ATHLETE FEATURE: Giving Back by Guiding


Marley Andelman and Maggie Peters tethered at the Chicago Triathlon. Photo courtesy of Marley Andelman.

Katie Kempff, Editor-in-Chief

When she was seven-years-old, Marley Andelman competed in her first triathlon on a “pink Barbie bike with streamers coming out of the handlebars.” 

After that first race, she continued to train and compete, until that Barbie bike was a thing of the past. Her love for the sport, though, remains to this day. 

Currently, Andelman is a sophomore at East. She competes in seven annual triathlons through the MMTT Elite Team, a youth triathlon team with locations throughout Chicago’s western suburbs. Andelman also participates in track and field and cross country at East.

“The more competitive and faster I got, the more I raced,” Andelman said. Quickly, she began to see success in these races, “placing well” at the youth national triathlon every year from the ages of 8-12. 

She competes on the highest level of triathlon for her age racing girls aged 16-19 based nationally and internationally. One of her most memorable races was in Sarasota, Florida, this year, where she placed second in the nation. 

In addition to running, biking, and swimming in her own races, though, Andelman also has a unique opportunity to help others to do the same. 

“Although competing for myself is fulfilling and one of my favorite things, I also love to guide,” she said. “I guide for visually impaired paratriathletes and impaired athletes alike.” 

The organization that organizes this is Dare2Tri, a nonprofit in Chicago that works to help disabled individuals participate, compete, and excel in triathlons. According to Andelman, Dare2Tri has “produced many of the para-athletes you see competing in the Paralympics.”

The most recent race which Andelman guided was the Chicago Triathlon. At this race, she ran with an athlete named Maggie Peters, a blind paratriathlete from Indiana. 

“I swim and run tethered to her, and we bike on a tandem bike,” Andelman said. “The trust and communication you have to have is unimaginable.”

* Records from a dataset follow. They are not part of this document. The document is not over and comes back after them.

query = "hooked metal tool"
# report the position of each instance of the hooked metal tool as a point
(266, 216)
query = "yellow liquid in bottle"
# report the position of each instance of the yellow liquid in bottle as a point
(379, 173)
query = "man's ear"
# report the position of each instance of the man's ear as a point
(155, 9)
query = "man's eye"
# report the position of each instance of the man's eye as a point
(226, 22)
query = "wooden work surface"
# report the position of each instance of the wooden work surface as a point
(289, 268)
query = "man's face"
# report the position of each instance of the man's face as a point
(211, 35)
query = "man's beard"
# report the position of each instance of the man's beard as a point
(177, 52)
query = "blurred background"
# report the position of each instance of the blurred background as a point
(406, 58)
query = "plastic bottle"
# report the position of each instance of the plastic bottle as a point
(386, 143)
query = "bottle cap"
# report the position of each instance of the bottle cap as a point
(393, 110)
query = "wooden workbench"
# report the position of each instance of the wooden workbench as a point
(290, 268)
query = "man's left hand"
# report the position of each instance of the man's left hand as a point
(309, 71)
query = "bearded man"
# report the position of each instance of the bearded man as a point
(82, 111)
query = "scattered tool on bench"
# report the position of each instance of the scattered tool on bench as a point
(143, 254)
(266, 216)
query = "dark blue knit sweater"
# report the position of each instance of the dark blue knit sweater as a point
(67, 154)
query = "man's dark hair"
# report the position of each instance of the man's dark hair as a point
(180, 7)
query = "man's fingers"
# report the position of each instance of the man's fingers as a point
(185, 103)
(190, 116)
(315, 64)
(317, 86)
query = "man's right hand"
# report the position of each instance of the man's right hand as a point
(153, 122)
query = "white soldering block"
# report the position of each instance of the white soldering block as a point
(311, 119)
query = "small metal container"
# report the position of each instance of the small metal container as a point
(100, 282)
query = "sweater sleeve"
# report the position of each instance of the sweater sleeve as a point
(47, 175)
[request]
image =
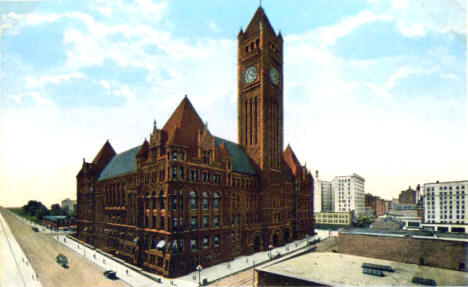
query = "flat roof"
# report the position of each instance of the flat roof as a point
(336, 269)
(408, 233)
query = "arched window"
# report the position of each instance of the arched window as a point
(154, 200)
(147, 197)
(216, 200)
(161, 200)
(206, 200)
(193, 200)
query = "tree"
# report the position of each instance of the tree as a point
(55, 209)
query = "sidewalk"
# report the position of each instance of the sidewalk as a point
(135, 276)
(15, 269)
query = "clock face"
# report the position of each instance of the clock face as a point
(274, 76)
(250, 74)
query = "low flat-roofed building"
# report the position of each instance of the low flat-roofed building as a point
(335, 269)
(426, 248)
(333, 218)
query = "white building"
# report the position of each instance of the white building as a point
(323, 195)
(348, 194)
(445, 206)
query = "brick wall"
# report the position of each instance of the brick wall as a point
(437, 253)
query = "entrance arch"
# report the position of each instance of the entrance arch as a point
(286, 236)
(257, 242)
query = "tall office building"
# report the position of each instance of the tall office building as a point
(445, 205)
(187, 197)
(348, 194)
(323, 195)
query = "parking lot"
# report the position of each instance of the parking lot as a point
(42, 250)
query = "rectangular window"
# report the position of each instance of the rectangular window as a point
(174, 204)
(174, 224)
(194, 244)
(193, 222)
(181, 173)
(206, 242)
(206, 157)
(162, 223)
(174, 173)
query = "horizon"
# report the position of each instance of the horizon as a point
(372, 88)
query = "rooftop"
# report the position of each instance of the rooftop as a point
(408, 233)
(322, 268)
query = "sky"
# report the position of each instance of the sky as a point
(376, 88)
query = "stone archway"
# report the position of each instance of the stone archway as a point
(257, 242)
(286, 235)
(275, 239)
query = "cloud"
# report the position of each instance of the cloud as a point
(123, 91)
(105, 84)
(40, 82)
(330, 34)
(405, 72)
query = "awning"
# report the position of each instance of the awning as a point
(161, 244)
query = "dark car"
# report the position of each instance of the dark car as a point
(62, 260)
(111, 275)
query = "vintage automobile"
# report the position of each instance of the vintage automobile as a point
(62, 260)
(110, 274)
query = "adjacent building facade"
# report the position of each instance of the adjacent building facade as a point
(187, 197)
(348, 194)
(445, 206)
(376, 204)
(323, 195)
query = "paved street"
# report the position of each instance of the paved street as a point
(15, 269)
(41, 250)
(87, 265)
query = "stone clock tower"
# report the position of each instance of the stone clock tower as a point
(260, 92)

Marley Andelman and Maggie Peters during the swimming section of the Chicago Triathlon. Photo courtesy of Marley Andelman.

Andelman said that guiding is an incredible combination of her two passions: triathlons, and volunteering. “I hope to be able to do this for many years to come,” she said, as it brings a lot of joy to her life.

In addition to guiding in the future, Andelman also noted that she had no plans to quit triathlons anytime soon.

“I am absolutely planning on continuing [to compete in triathlons] post-high school and college,” she said. “My end goal is to go pro, and race alongside some amazing people all over the globe.”

Marley Andelman and Maggie Peters during the running section of the Chicago Triathlon. Photo courtesy of Marley Andelman.